“Why is there so much wrong in the world that no one knows about? “
‘It’s easier to believe stories that make us feel safe.’
Genre: Based-On Biodrama
Release Date: 2018
Where I Watched: Netflix
Talky talk: Based on the nonfiction book The Radium Girls – – this Netflix film digs into the way radium companies used and neglected their workers. The book is an absolute must-read for anyone who wants to become versed in parts of American history rarely discussed; the film is a lighter touch. Girls a dramatic take, plus I’m thinking that showing exactly what these girls went through as their particular battles with radiation necrosis progressed would be too gruesome, even for streaming.
Girls uses a fictional heroine, Bessie, as a sort of stand-in stand for real-life Radium Girl Grace Fryer, who in 1928 was one of the the first of the Girls to sue U.S. Radium. The film focuses on that trial, though various suits continued all the way to the Supreme Court in 1939. (Radium’s use as a watch paint was finally stopped in the 1970s.)
The Kissing Booth‘s Joey King plays Bessie with an iron backbone and broken heart.
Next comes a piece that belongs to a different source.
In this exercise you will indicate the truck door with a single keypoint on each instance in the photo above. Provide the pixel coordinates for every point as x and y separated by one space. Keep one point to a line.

Here’s hoping she gets more dramatic roles to sink her teeth into. Susan Heyward plays her BFF Etta, a fellow communist whose way with her camera captures many important moments…and who hints at a broader fight for social justice.
Girls surrounds Bessie with 1920s revolutionaries, mostly communists of all races looking to change their America for the better. As Bessie’s eyes begin to open to the hideous conditions at her plant, Girl’s Flapper Riot Grrl aestheric is comforting, at least to viewers like me who’ve seen change, and believe that more and even better changes are possible if, like these Girls, we come together to make it so.
Come for: The snippets of real history (though the final end note of the film is incorrect in some instances, as many Radium Girls were re-buried in lead coffins to stifle the radiation leaks.)
Stay for: The riveting story that will piss you off, and break your heart. Grab tissues for tears and to throw at the screen when the baddies act like asshats.